DRMacIver's Notebook

Speeding up conditional sampling with divide and conquer

Speeding up conditional sampling with divide and conquer

I got myself into a bit of a mess trying to explain why a particular result was true the other day, so this is my write up of a proof.

Suppose you’re sampling from some language model (large or otherwise) and you want to apply a constraint \(h\). That is, you’ve got some random variable \(S\), and you want to sample a random variable \(T\) such that \(P(T = t) \propto P(S = t) h(t)\).

One way to achieve this is rejection sampling: You just repeatedly sample from IID copies of \(S\) until you get one that satisfies \(h\).I’m playing a bit fast and loose with random variables here and just assuming you can take IID copies of any of them. Really our “random variables” of interest are randomized programs.

The problem with this is that it’s potentially very slow. It might require a lot of samples from \(S\), especially if you make bad choices on your initial choices of characters in the sequence.

Here’s a way of improving the performance , if for each character \(c\), we can calculate \(a(c) = P(h(S) | S \text{ starts with } c)\).

We do this by reweighting the probability of each start character \(c\) by \(\tau(c)\), so we choose \(c\) with probability proportional to \(P(S \text{ starts with } c) \tau(c)\).
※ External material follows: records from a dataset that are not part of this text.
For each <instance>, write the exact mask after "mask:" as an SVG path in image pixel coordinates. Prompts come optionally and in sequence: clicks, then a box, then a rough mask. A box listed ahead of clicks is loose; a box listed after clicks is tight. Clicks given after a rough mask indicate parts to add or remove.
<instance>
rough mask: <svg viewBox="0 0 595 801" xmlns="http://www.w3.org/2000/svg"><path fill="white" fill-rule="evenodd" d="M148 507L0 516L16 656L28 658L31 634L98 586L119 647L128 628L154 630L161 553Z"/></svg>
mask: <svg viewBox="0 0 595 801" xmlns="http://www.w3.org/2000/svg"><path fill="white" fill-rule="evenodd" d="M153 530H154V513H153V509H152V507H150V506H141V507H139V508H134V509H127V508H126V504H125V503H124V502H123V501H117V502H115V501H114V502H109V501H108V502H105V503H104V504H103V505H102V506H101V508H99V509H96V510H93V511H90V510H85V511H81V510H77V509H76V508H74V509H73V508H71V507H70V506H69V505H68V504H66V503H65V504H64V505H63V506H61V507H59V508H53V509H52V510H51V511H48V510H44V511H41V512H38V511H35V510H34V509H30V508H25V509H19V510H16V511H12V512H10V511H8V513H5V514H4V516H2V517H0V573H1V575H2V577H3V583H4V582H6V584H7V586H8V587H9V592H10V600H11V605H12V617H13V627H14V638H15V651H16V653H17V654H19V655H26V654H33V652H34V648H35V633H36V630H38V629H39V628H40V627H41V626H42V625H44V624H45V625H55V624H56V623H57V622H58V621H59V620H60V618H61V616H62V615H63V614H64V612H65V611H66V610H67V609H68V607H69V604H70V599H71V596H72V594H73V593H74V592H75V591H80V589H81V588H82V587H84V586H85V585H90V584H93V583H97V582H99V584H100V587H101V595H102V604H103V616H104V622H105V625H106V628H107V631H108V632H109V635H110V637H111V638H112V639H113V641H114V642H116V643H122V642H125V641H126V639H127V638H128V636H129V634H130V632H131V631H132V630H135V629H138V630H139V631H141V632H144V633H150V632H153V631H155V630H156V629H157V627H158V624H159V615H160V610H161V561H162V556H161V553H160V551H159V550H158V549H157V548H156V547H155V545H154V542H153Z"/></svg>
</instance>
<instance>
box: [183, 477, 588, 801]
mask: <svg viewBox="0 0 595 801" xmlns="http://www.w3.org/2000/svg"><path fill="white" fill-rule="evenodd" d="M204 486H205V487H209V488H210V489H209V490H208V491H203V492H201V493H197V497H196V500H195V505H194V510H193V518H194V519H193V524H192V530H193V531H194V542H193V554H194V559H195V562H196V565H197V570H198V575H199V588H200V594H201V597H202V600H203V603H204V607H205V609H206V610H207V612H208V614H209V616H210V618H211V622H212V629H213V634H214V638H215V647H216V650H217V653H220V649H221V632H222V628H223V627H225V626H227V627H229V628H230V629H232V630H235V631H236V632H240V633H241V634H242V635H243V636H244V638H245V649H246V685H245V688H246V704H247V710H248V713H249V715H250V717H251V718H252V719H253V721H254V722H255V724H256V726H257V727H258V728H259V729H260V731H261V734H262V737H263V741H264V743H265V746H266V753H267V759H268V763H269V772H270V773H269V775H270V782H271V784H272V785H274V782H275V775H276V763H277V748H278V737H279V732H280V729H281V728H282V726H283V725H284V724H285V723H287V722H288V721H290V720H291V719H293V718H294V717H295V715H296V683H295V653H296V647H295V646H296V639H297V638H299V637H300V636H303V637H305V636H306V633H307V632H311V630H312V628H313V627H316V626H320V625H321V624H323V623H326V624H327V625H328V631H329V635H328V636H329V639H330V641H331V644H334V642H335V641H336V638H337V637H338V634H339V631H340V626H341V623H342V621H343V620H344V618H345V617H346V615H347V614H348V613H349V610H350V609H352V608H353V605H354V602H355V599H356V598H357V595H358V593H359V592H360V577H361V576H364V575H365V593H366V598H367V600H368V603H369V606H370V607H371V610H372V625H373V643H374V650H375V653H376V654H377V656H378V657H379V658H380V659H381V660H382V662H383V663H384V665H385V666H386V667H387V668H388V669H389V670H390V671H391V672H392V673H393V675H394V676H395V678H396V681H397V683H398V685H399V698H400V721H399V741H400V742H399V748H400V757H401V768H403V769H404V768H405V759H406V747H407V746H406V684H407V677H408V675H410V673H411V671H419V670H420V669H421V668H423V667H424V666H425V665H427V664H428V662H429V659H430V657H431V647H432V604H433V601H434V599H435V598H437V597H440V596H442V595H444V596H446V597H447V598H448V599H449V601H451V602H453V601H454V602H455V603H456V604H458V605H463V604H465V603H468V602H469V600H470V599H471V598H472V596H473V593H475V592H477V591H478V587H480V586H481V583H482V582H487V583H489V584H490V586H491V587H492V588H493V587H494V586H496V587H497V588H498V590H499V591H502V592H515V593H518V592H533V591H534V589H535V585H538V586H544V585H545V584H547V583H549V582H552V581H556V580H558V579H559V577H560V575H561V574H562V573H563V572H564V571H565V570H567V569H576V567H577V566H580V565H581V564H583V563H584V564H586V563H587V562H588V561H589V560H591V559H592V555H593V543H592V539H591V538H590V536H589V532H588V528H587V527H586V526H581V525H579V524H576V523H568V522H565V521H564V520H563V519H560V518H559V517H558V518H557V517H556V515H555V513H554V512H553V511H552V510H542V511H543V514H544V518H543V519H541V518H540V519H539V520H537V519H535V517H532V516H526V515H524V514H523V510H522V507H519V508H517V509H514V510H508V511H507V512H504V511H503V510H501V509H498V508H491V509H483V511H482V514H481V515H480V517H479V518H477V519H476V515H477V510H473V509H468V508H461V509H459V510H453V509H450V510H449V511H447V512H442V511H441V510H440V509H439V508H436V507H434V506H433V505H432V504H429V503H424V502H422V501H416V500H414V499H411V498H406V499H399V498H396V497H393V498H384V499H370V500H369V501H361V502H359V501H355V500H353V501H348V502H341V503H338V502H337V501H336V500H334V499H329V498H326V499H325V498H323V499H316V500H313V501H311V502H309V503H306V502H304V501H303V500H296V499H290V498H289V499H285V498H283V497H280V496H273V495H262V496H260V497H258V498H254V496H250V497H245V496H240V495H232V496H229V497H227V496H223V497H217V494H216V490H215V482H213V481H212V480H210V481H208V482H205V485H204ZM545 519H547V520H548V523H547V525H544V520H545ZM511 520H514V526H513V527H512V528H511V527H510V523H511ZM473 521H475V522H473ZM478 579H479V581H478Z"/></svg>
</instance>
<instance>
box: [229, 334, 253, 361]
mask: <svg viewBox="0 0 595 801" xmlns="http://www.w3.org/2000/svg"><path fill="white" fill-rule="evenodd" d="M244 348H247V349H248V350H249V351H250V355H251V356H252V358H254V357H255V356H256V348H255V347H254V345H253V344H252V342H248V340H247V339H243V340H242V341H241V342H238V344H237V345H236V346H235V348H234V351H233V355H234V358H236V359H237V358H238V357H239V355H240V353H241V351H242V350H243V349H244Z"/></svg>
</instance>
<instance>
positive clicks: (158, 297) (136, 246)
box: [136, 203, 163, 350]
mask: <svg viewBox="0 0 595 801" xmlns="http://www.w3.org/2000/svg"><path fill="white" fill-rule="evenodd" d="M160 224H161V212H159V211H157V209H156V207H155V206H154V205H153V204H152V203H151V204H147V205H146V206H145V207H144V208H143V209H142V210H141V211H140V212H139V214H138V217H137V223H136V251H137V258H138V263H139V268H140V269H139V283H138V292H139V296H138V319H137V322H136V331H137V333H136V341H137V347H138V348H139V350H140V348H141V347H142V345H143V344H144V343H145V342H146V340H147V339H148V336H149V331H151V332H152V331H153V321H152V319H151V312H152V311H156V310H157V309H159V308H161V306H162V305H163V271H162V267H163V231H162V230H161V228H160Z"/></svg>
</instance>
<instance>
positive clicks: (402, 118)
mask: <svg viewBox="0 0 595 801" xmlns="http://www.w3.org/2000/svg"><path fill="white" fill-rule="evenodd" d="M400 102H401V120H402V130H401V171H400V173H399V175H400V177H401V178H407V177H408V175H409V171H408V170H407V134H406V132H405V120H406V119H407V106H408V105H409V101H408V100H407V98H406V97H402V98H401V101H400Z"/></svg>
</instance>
If \(c\) is the special EOS token, we stop, otherwise we then recursively apply this method to the rest of the string, reweighting the next character in a similar way (with newly calculated probabilities).

The advantage of this method is that we never have to backtrack or repeat ourselves: Our reweighting of the characters automatically takes the constraint into account without having to ever start over again.
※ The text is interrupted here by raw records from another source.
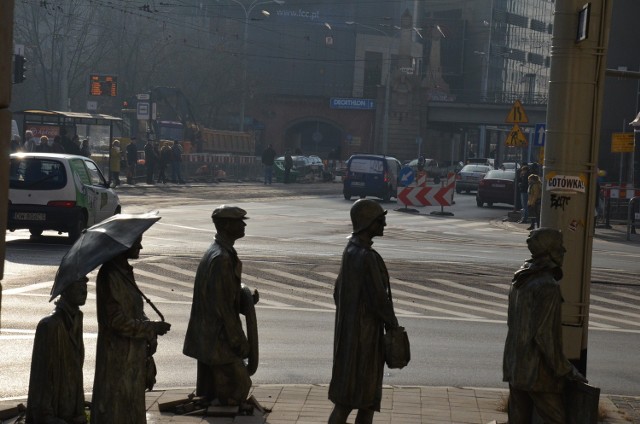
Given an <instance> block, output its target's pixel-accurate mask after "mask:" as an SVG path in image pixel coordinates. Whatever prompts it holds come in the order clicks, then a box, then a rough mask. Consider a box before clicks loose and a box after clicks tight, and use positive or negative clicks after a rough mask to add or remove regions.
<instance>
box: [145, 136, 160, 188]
mask: <svg viewBox="0 0 640 424" xmlns="http://www.w3.org/2000/svg"><path fill="white" fill-rule="evenodd" d="M157 163H158V153H157V149H156V148H155V146H154V145H153V142H152V141H151V140H147V144H145V145H144V166H145V169H146V171H147V184H155V181H154V179H153V173H154V172H155V169H156V165H157Z"/></svg>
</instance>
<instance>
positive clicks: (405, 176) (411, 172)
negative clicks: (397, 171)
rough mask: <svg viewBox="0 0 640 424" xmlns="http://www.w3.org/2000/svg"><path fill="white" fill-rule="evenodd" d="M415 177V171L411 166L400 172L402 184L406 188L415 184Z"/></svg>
mask: <svg viewBox="0 0 640 424" xmlns="http://www.w3.org/2000/svg"><path fill="white" fill-rule="evenodd" d="M414 178H415V176H414V175H413V169H411V167H410V166H405V167H403V168H402V169H401V170H400V184H402V185H403V186H404V187H406V186H408V185H409V184H411V183H412V182H413V179H414Z"/></svg>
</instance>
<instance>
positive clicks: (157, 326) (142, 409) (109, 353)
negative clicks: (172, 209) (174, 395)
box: [52, 213, 171, 424]
mask: <svg viewBox="0 0 640 424" xmlns="http://www.w3.org/2000/svg"><path fill="white" fill-rule="evenodd" d="M159 219H160V216H158V215H157V213H146V214H139V215H128V214H120V215H114V216H112V217H110V218H108V219H106V220H104V221H102V222H100V223H99V224H96V225H94V226H93V227H91V228H88V229H87V230H85V231H84V232H83V233H82V235H81V236H80V238H79V239H78V240H77V241H76V242H75V244H74V245H73V246H72V247H71V249H69V252H67V254H66V255H65V257H64V258H63V259H62V262H61V264H60V268H59V269H58V273H57V274H56V280H55V283H54V289H53V290H54V291H55V290H56V287H64V286H65V285H66V284H69V283H70V282H73V281H75V280H77V279H78V278H79V276H84V275H86V274H88V273H89V272H91V271H92V270H94V269H95V268H96V267H98V266H99V265H101V264H102V267H101V268H100V271H99V272H98V277H97V280H96V302H97V312H98V344H97V353H96V370H95V378H94V384H93V397H92V401H91V423H92V424H100V423H110V424H112V423H121V424H127V423H131V424H135V423H145V422H146V416H145V395H144V392H145V389H146V388H151V387H153V383H155V365H154V364H153V359H152V356H151V355H153V353H154V352H155V350H156V348H157V345H158V341H157V337H158V336H161V335H163V334H166V333H167V332H168V331H169V329H170V327H171V325H170V324H169V323H166V322H164V317H162V314H160V313H159V311H158V310H157V309H156V308H155V307H154V306H153V304H151V306H152V307H153V308H154V309H155V310H156V312H158V314H159V315H160V319H161V320H160V321H151V320H149V318H147V316H146V315H145V313H144V309H143V305H144V302H143V299H145V300H147V302H149V303H150V301H149V300H148V299H146V297H145V296H144V294H143V293H142V292H141V291H140V289H139V288H138V286H137V284H136V281H135V278H134V274H133V267H132V266H131V265H130V264H129V259H137V258H138V257H139V255H140V250H141V249H142V234H143V233H144V232H145V231H146V230H147V229H149V228H150V227H151V226H152V225H153V224H154V223H155V222H156V221H158V220H159ZM52 294H53V293H52ZM148 371H149V372H148Z"/></svg>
The disadvantage is that we have to get these \(\tau\) reweights from somewhere, which may or may not be possible in general. I’m interested in some special cases where it’s easy because the condition has a nice simple structure that just comes from deleting prefixes, but we won’t go into that here.
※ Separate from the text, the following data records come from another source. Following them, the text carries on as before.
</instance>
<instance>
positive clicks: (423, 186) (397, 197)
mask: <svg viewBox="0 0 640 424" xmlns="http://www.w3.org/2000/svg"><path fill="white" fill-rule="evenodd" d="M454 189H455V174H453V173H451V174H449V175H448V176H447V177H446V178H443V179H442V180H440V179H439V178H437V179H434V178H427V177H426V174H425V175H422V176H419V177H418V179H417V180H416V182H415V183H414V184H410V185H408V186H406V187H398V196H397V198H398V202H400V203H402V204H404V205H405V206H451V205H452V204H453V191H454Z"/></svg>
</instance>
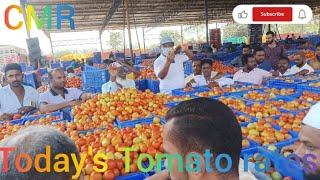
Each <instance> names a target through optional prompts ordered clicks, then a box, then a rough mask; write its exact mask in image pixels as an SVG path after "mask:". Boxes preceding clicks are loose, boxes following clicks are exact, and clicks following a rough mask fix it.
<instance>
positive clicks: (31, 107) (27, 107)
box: [18, 106, 35, 115]
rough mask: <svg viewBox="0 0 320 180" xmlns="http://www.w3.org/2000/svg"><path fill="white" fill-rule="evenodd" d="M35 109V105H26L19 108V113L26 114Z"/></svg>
mask: <svg viewBox="0 0 320 180" xmlns="http://www.w3.org/2000/svg"><path fill="white" fill-rule="evenodd" d="M34 109H35V107H32V106H24V107H21V108H20V109H19V110H18V113H19V114H22V115H24V114H26V113H28V112H30V111H32V110H34Z"/></svg>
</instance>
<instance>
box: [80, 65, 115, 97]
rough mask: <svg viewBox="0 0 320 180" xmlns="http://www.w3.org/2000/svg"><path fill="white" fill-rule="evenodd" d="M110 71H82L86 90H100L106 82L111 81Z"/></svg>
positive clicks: (84, 83)
mask: <svg viewBox="0 0 320 180" xmlns="http://www.w3.org/2000/svg"><path fill="white" fill-rule="evenodd" d="M109 78H110V77H109V73H108V72H107V71H106V70H95V71H82V83H83V89H84V90H94V91H96V90H99V89H100V92H101V87H102V85H103V84H104V83H106V82H108V81H109Z"/></svg>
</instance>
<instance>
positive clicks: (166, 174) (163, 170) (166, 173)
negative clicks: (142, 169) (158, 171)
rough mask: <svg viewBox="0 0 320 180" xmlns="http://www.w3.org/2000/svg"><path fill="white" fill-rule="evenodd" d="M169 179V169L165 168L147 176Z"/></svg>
mask: <svg viewBox="0 0 320 180" xmlns="http://www.w3.org/2000/svg"><path fill="white" fill-rule="evenodd" d="M168 179H170V176H169V173H168V170H163V171H161V172H159V173H156V174H154V175H153V176H150V177H149V178H147V180H168Z"/></svg>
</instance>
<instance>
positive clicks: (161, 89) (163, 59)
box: [154, 54, 189, 94]
mask: <svg viewBox="0 0 320 180" xmlns="http://www.w3.org/2000/svg"><path fill="white" fill-rule="evenodd" d="M188 59H189V58H188V57H187V56H186V55H185V54H177V55H176V56H175V58H174V63H171V64H170V67H169V71H168V74H167V76H166V77H165V78H164V79H160V80H159V81H160V92H161V93H164V94H171V91H172V90H174V89H179V88H184V86H185V83H184V67H183V63H184V62H185V61H187V60H188ZM166 61H167V58H166V57H165V56H163V55H162V54H161V55H160V56H159V57H158V58H157V59H156V60H155V62H154V72H155V74H156V75H157V76H158V75H159V73H160V71H161V70H162V69H163V67H164V66H165V64H166Z"/></svg>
The reason this works is essecially a light variant of the Probabilistic divide and conquer method, which rests on the following lemma:

Suppose we have discrete random variables \(A, B\) on \(U, V\), with joint law \(q\) and some constraint \(h: U \times V \to \{0, 1\}\) with \(Z = E(h(A, B)) > 0\), and we want to sample from the conditional distribution \(A, B | h(A, B)\). That is, we want random variables \(X, Y\) such that \(P(X = x, Y = y) = \frac{q(x, y) h(x, y)}{Z}\).

Construct \(X, Y\) as follows:

  1. Sample \(X\) such that \(P(X = x) = P(A = x | h(A, B))\).
  2. Then sample \(Y\) such that \(P(Y = y) = P(B = y | h(A, B), A = x)\).

If you can do this, then \(P(X = x, Y = y) = \frac{q(x, y)}{Z}\) as desired.

In the original PDC paper they describe this as a simple application of Bayes’ formula, which maybe it is but I then got myself into a muddle trying to prove it. In the end I found it easier to go back to just a straightforward definition of conditional probability. First, \(P(X = x, Y = y) = P(X = x) P(Y = y | X = x)\).

We now calculate these two quantities:

\[\begin{align*} P(X = x) &= P(A = x | h(A, B)) \\ &= \frac{P(A = x, h(A, B))}{P(h(A, B))} \\ &= \frac{P(A = x, h(A, B))}{Z} \\ \end{align*}\]

Then:

\[\begin{align*} P(Y = y | X = x) &= P(B = y | A = x, h(A, B)) \\ &= \frac{P(B = y, A = x, h(A, B))}{P(A = x, h(A, B))} \\ &= \frac{q(x, y) h(x, y)}{P(A = x, h(A, B))} \\ \end{align*}\]

So then multiplying these together we get:

\[\begin{align*} P(X = x, Y = y) & = P(X = x) P(Y = y | X = x) \\ & = \frac{P(A = x, h(A, B))}{Z} \frac{q(x, y) h(x, y)}{P(A = x, h(A, B))} \\ & = \frac{q(x, y) h(x, y)}{Z} \\ \end{align*}\]

As desired.

This result is practically trivial, and it’s not obvious a priori that sampling this way is in fact any easier than the original constrained sampling problem, but the observation of PDC is that sometimes it is, and that when it is it can be a huge speed improvement.